UK commercial property investment activity is slowly recovering, but remains below levels typical for this time of the year, according to global real estate advisor Colliers International.
Analysis in the firm’s August Property Snapshot shows that around £2 billion was transacted in July, in line with the June figure and an improvement on weak figures during the lockdown months. However, this figure is down by around 60 per cent from the corresponding 2019 figure of £5.6 billion.
”Investment volumes in the first seven months are down by 20 per cent on 2019 levels. A pick-up in activity is expected in H2, but will struggle to reach £45 billion by year end,” commented Oliver Kolodseike, Deputy UK Chief Economist at Colliers International.
“This is not a bad result, and certainly better than many were expecting at the start of downturn. It underlines the attraction of real estate as an asset class and the UK within the global marketplace, even during a pandemic. This is particularly true in the face of travel restrictions and restricted access to buildings for valuations, inspections and due diligence.
“That said, if activity fails to pick up considerably, we could be down by much more than 20 per cent by the end of the year.”
Office investment volumes broke through the £1 billion mark for the first time in four months in July, following only very limited activity between April and June when most parts of the country were in lockdown. The majority of activity was recorded in London, led by the sale of 25 Cabot Square in Canary Wharf, which was sold to Hong Kong based Link REIT for £380 million at 4.7 per cent initial yield.

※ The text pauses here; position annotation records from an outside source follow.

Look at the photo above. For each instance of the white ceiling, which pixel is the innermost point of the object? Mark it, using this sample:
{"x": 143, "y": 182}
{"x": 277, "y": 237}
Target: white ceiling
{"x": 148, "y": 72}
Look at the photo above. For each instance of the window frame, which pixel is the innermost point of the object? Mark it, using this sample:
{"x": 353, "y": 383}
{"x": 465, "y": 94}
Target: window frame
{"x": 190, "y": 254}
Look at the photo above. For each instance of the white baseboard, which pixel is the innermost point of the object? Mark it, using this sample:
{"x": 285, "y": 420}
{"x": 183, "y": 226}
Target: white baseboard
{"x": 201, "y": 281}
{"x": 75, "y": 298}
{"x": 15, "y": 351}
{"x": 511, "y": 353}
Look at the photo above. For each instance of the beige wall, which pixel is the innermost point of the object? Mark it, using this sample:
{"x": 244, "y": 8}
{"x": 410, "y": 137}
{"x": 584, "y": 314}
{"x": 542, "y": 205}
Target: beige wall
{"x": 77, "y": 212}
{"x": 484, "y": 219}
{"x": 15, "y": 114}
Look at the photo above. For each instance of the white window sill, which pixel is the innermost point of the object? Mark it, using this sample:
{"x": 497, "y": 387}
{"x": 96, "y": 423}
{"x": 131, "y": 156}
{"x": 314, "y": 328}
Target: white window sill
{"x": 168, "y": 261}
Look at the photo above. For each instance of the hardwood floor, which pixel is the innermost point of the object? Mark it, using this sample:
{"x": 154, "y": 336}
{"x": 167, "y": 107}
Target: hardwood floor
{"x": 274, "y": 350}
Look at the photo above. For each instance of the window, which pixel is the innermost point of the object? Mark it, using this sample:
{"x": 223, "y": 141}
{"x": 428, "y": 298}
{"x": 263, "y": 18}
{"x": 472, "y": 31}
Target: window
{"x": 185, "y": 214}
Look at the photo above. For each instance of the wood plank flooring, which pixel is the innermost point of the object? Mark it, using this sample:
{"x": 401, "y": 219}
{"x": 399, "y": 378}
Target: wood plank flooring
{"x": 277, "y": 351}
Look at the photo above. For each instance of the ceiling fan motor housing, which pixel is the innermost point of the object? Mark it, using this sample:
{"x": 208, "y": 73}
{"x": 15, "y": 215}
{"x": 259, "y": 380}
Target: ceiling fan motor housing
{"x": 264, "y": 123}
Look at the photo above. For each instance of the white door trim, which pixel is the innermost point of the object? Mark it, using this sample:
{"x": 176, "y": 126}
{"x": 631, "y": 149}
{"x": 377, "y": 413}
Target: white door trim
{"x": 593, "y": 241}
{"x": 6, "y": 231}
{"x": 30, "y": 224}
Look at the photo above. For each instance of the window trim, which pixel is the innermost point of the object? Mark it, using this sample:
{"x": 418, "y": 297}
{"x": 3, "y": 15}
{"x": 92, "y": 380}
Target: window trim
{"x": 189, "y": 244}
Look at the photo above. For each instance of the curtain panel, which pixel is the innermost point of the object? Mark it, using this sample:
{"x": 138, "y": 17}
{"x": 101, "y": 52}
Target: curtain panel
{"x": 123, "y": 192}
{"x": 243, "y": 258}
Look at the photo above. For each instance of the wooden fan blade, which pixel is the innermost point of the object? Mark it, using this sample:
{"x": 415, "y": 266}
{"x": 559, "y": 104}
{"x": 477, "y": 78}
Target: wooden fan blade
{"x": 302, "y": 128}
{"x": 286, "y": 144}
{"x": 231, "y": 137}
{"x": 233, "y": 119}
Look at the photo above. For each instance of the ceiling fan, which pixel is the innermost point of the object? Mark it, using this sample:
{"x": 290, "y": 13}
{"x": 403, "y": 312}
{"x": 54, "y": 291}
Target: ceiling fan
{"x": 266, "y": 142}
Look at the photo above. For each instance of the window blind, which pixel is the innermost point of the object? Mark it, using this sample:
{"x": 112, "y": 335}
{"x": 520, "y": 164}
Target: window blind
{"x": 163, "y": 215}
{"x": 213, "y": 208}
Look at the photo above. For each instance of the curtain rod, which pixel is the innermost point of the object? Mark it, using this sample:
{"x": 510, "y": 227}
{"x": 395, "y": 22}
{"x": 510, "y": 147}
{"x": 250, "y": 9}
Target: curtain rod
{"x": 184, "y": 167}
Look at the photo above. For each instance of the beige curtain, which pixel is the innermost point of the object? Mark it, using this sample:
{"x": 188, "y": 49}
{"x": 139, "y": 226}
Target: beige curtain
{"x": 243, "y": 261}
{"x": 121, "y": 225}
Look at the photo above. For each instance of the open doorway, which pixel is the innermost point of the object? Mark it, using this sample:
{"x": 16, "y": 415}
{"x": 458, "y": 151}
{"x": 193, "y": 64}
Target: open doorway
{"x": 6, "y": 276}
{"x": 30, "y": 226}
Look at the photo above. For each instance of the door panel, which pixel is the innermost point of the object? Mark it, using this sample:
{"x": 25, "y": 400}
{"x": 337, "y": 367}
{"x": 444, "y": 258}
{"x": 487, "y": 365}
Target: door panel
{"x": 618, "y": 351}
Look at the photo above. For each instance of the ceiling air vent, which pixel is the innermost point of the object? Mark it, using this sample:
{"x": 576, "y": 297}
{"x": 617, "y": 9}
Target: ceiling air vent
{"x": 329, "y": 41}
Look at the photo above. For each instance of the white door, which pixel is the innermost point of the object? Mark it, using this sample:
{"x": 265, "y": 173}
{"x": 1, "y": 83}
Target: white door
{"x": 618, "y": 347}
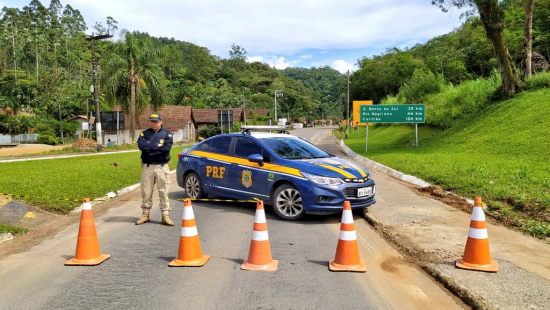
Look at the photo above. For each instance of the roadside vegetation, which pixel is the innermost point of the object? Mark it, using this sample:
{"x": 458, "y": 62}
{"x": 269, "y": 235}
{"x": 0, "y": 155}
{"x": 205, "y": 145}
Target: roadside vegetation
{"x": 495, "y": 150}
{"x": 60, "y": 185}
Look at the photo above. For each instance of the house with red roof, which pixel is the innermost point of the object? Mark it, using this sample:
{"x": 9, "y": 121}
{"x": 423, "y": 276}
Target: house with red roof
{"x": 176, "y": 118}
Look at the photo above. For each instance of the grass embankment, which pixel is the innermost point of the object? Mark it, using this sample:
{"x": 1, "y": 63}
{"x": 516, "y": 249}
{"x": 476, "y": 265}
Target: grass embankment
{"x": 501, "y": 154}
{"x": 60, "y": 185}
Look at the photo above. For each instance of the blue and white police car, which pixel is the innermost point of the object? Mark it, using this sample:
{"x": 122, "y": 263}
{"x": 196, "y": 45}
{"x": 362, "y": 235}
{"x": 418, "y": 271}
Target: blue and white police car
{"x": 287, "y": 172}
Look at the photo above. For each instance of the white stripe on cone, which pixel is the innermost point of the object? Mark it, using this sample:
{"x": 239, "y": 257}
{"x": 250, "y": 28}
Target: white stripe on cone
{"x": 260, "y": 217}
{"x": 478, "y": 233}
{"x": 347, "y": 217}
{"x": 260, "y": 235}
{"x": 348, "y": 235}
{"x": 189, "y": 231}
{"x": 478, "y": 214}
{"x": 188, "y": 213}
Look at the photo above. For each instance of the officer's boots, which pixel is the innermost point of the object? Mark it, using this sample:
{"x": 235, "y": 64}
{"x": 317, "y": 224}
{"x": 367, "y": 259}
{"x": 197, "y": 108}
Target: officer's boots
{"x": 143, "y": 219}
{"x": 166, "y": 219}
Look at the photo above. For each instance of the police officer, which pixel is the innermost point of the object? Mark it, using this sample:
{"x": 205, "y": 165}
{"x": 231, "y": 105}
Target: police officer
{"x": 155, "y": 144}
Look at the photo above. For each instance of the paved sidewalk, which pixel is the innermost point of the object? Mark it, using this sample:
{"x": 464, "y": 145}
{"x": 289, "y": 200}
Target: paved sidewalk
{"x": 434, "y": 235}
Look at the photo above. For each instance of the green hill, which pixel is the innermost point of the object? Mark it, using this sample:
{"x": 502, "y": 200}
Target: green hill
{"x": 501, "y": 154}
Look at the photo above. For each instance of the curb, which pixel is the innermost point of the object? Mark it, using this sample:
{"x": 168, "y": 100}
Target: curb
{"x": 379, "y": 167}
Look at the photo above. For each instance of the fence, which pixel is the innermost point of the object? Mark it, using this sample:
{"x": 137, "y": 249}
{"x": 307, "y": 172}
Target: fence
{"x": 23, "y": 138}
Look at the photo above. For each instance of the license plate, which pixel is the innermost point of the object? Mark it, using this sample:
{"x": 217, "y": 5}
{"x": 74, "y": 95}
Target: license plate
{"x": 365, "y": 191}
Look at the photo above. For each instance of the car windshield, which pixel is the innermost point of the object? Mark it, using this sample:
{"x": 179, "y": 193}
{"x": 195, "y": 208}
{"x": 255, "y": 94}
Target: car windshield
{"x": 294, "y": 148}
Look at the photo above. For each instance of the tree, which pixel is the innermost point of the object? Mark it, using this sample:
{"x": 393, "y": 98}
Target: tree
{"x": 132, "y": 78}
{"x": 528, "y": 38}
{"x": 237, "y": 52}
{"x": 491, "y": 14}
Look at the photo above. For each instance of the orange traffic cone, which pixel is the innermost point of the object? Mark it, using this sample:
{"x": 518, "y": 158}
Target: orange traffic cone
{"x": 189, "y": 253}
{"x": 477, "y": 255}
{"x": 347, "y": 251}
{"x": 259, "y": 256}
{"x": 87, "y": 245}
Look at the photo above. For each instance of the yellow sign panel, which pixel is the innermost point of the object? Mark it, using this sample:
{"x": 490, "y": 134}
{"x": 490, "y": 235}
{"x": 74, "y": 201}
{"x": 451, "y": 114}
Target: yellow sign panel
{"x": 356, "y": 113}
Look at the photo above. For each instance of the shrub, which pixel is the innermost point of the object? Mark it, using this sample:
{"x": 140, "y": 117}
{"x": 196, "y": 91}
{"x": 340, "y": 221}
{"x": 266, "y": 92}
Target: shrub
{"x": 209, "y": 131}
{"x": 47, "y": 139}
{"x": 422, "y": 83}
{"x": 444, "y": 108}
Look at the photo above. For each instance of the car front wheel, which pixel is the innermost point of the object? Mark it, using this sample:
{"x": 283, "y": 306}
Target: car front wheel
{"x": 193, "y": 186}
{"x": 287, "y": 203}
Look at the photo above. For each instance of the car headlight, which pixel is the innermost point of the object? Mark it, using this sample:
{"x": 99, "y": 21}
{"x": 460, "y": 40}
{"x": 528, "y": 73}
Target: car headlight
{"x": 317, "y": 179}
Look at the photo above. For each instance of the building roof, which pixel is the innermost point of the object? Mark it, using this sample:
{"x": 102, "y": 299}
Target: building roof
{"x": 250, "y": 113}
{"x": 174, "y": 117}
{"x": 210, "y": 116}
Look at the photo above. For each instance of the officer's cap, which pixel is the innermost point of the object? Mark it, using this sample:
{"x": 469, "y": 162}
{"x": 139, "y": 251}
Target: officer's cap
{"x": 155, "y": 117}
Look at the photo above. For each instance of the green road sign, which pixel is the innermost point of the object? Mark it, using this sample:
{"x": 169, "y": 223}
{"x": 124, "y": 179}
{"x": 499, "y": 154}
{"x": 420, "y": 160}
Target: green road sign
{"x": 393, "y": 113}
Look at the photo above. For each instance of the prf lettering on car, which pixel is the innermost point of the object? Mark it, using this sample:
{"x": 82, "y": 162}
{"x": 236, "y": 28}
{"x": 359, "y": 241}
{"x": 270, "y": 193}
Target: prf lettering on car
{"x": 215, "y": 172}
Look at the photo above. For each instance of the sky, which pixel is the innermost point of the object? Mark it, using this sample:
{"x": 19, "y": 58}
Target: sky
{"x": 282, "y": 33}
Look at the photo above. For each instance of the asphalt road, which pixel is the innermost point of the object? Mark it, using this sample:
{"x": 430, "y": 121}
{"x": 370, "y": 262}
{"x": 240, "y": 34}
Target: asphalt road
{"x": 137, "y": 275}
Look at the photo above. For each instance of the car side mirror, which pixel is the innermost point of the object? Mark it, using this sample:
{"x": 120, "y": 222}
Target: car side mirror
{"x": 256, "y": 158}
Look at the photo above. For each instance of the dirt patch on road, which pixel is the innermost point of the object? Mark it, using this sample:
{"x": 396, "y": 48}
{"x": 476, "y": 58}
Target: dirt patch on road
{"x": 446, "y": 197}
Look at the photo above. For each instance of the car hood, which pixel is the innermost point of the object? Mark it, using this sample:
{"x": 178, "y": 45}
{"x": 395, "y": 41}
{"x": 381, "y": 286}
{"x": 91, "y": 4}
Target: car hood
{"x": 334, "y": 167}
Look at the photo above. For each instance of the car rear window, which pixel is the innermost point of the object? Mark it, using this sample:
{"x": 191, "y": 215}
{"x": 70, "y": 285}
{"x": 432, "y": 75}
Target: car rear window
{"x": 219, "y": 145}
{"x": 294, "y": 148}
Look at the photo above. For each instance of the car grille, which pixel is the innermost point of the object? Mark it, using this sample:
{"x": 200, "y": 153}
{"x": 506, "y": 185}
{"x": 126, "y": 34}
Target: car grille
{"x": 351, "y": 192}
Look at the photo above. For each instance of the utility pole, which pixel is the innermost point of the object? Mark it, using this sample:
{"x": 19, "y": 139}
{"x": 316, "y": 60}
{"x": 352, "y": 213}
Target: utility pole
{"x": 60, "y": 120}
{"x": 99, "y": 138}
{"x": 347, "y": 112}
{"x": 244, "y": 108}
{"x": 277, "y": 94}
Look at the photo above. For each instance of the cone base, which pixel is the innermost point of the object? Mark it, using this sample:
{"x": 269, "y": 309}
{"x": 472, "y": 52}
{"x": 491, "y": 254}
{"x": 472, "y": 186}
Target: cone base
{"x": 87, "y": 262}
{"x": 492, "y": 267}
{"x": 267, "y": 267}
{"x": 339, "y": 267}
{"x": 189, "y": 263}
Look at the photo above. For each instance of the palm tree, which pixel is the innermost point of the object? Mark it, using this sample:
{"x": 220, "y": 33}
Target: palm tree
{"x": 131, "y": 78}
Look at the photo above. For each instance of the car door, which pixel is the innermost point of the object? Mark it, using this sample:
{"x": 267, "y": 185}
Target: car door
{"x": 214, "y": 165}
{"x": 248, "y": 179}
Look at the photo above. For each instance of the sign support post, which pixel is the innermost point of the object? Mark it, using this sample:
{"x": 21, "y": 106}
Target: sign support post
{"x": 394, "y": 113}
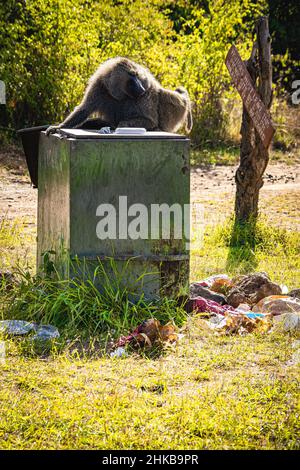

Supermarkets remained in high demand, with Supermarket Income REIT acquiring a six-asset Waitrose portfolio for £74.1 million at 4.4 per cent initial yield and a 68,000 sq ft Tesco Extra on Newmarket’s Fordham Road for £61 million at 4.6 per cent initial yield. There was only limited activity related to high street shops and retail parks.
With the exception of supermarkets and offices, activity across the other main sectors was limited. Overseas buyers accounted for over half of all transactions by value. Capital from Asia Pac accounted for two of the three largest deals in July, with Hong Kong based Link REIT buying 25 Cabot Square and Singaporean Sun Venture acquiring 1 New Oxford Street, also in London, for £174 million at an initial yield of 4.2 per cent.
John Knowles, head of National Capital Markets at Colliers International, added: “While the majority of the deals done in Q2 were started pre-COVID-19, we have seen a real rise in demand from investors over the summer in anticipation of more product coming to market in September. This is particularly true of good quality office stock, long income opportunities, industrial, build to rent and social housing.”
The Colliers International August Property Snapshot also reveals that in occupier markets, industrial take up for Q2 2020 came in at 8.8 million sq ft (deals 100,000+ sq ft). This brings the H1 2020 figure to 17.7 million sq ft, 20 per cent ahead of the same period last year.
Mr Kolodseike noted that a significant amount of UK industrial space is either under offer or has strong tenant interest, and that while available supply remains well-balanced at 34 million sq ft, but this balance could potentially change quickly as we expect several larger schemes to be let over the next few months. The sector could reach another record year of take-up as a significant amount of space is either under offer or has strong tenant interest.